PROCESS: The 5oz. Espresso and Milk by Handsome Coffee
A Jute bag of Colombia Coffee, each containing approximately 150 lbs of beans.
Weighing out a specific batch size of the coffee that works best with our roaster, which in this case is 40 lbs.
Coffee arrives to us unroasted and green in color, it is the roasting process that turns the bean brown.
The batch of green coffee is dropped into the roaster and we monitor the roast profile by tracking temperature throughout the process. This helps keep us informed on the heat and airflow.
By pulling out the trier periodically throughout the roast we can visually evaluate the coffee’s progress via changes in color.
Once the coffee is at the end of the roast, the door is opened allowing the beans to spill down into the cooling tray. Roast times vary between 12 and 14 minutes.
The coffee is then stirred in a tray while a fan beneath it draws cool air through. Without this rapid cool down the beans would continue to roast.
Our Scout’s Honor Espresso Blend is a combination of two coffees, the Los Naranjos and the Abakundakawa. These are blended together only after they have been roasted.
The coffee bar is separated from the roasting room by a 13 foot tall glass and steel wall. The two still feel very connected. This is where the drink making magic happens.
We only use a coffee for espresso within a certain range of days after roast (6-12 days). This time frame provides the best product.
We also allow different bags of the same coffee to “rest” together in a larger bin. This helps them to all equalize and react more consistently when extracted.
The coffee is loaded into the hopper of the espresso grinder.
We conduct hourly cleanings of the espresso machine all day long to make sure there are no “off” flavors that develop from coffee oils lingering in the high heat environment.
Coffee is ground fresh to order in a clean and dry portafilter. Great care is taken to make sure the weight of the serving is precisely 18 grams and it is evenly distributed in the basket.
The coffee is then gently and evenly tamped (pressed down) into the basket of the portafilter.
The portafilter is then locked into the group head and the machine motor activated creating a high level of pressure (approximately 120 lbs) to push a stream of water at 200 degree Fahrenheit through the coffee.
The cup is placed atop a scale that measures down to the 1/10th of a gram allowing us to watch the weight of the shot to make sure it stays on track. We aim for 28 grams.
A proper amount of milk is measured out into a steaming pitcher.

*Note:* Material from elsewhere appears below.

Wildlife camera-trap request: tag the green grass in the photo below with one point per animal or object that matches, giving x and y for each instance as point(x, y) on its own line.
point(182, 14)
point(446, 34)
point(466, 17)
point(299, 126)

The milk is then steamed in a fashion that creates a very fine texture of froth with a specific temperature that highlights the milk’s natural sweetness.
If the shot is good and the milk has achieved the proper texture you can then pour the milk into the espresso in a fashion that allows the barista to create patterns known as latte art.
These drinks are best enjoyed immediately and often… cheers.